# My daughter's first kill! 400 lb boar! One shot!



## Moby76065

10-11-14 85 miles east of San Antonio at a paid hunting ranch.
http://hoghuntinghoghunting.com/

After a night hunt with lot's of exotic game (not our targets) we went out the next morning and it started to rain. I was teaching Sierra the difference between walking through the wild and stalking in the wild. I taught her about observation, movement, wind with regard to sent travel and noise control.
She stepped carefully kept a slow steady pace and watched for foliage movement intently.

She seemed to pick things up pretty quickly. Then it started to rain. Not a serious down pour but a steady rain. I was afraid she was going to "princess up". Then I heard a whisper. "Daddy...I like hunting in the rain...it makes it cooler". I thanked the good lord for my new hunting buddy and all the daddy daughter time I know is coming.

Then we saw it! A big hog! 50 feet in front of us in the trees. He seemed to come out of no where. Standing looking away from us I was amazed we got so close without him noticing. Sierra whispered "can i shoot him?"

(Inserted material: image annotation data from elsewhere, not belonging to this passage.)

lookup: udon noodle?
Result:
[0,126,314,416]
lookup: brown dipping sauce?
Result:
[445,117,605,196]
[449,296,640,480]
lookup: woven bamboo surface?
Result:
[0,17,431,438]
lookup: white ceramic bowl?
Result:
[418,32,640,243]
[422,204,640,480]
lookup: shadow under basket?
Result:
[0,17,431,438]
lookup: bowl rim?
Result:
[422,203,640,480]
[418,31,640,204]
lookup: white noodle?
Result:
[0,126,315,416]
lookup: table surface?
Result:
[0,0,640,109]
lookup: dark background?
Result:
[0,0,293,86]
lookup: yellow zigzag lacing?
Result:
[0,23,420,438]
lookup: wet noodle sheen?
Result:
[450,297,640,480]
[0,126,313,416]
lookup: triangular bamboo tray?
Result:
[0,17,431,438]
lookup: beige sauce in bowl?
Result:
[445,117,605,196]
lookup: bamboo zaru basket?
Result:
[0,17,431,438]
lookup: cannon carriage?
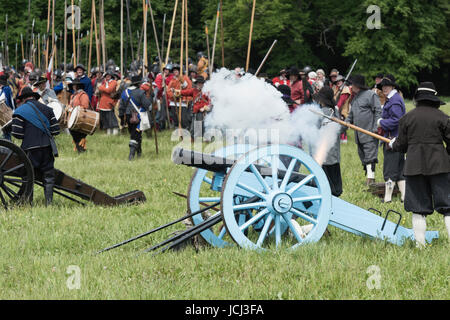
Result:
[100,145,439,252]
[0,139,146,209]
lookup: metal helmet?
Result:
[302,66,313,75]
[164,63,173,71]
[28,71,39,83]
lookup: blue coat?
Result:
[380,92,406,139]
[0,86,14,110]
[80,76,94,101]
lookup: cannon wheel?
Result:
[221,145,331,249]
[0,139,34,210]
[187,144,255,248]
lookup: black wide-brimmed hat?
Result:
[313,86,336,108]
[0,74,8,86]
[288,67,300,76]
[69,78,85,90]
[74,63,86,72]
[194,76,205,83]
[377,74,398,90]
[277,84,295,105]
[414,82,446,106]
[352,74,369,90]
[131,75,144,86]
[17,87,41,100]
[32,77,47,87]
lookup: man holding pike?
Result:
[175,76,211,139]
[345,75,381,185]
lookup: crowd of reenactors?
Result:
[0,52,450,248]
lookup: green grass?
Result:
[0,99,450,299]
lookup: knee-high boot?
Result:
[384,179,395,203]
[43,169,55,206]
[128,140,139,161]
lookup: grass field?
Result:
[0,99,450,300]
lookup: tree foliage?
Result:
[0,0,450,93]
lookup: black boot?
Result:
[128,145,136,161]
[43,169,55,206]
[136,143,142,158]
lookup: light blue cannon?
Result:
[173,145,439,249]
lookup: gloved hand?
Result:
[389,138,397,149]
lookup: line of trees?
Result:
[0,0,450,94]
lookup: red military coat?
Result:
[181,88,211,113]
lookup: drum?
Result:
[48,101,65,121]
[67,107,100,135]
[0,102,13,130]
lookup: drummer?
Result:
[32,76,59,105]
[0,75,15,141]
[69,79,91,153]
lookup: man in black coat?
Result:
[12,87,59,205]
[119,76,153,161]
[390,82,450,247]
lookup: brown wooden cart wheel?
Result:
[0,139,34,210]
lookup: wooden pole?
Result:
[71,0,77,68]
[92,0,101,67]
[220,0,225,68]
[209,2,220,75]
[148,1,159,154]
[309,109,391,143]
[165,0,178,65]
[100,0,106,71]
[76,0,83,63]
[142,0,148,77]
[245,0,256,72]
[184,0,189,75]
[120,0,123,75]
[126,0,134,60]
[37,33,41,69]
[63,0,67,72]
[5,14,9,66]
[255,40,278,77]
[88,0,95,72]
[163,13,166,64]
[205,25,211,73]
[20,33,25,61]
[178,0,186,137]
[149,2,172,131]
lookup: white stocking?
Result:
[444,215,450,241]
[413,213,427,248]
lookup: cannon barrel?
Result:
[172,148,316,187]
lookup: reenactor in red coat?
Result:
[175,76,211,139]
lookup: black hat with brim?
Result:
[313,86,336,108]
[17,87,41,100]
[131,76,144,86]
[288,67,300,76]
[352,74,369,90]
[33,77,47,87]
[69,78,85,90]
[414,82,446,106]
[277,84,295,105]
[0,75,8,86]
[377,74,398,90]
[194,76,205,83]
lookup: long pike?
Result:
[309,109,391,143]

I quickly put my finger to my lips and pointed behind my ear, made the shooting gesture (like a pistol) an pointed at behind my ear again. She understood, took the shot and the boar dropped flat. Seeing death throws (neurological movement after death) I told her since we were so close, and he was very big, we were not going to take any chances. She put another shot in the head. He weighed in at 400 lbs on the money. She even field dressed him herself. (I helped s bit)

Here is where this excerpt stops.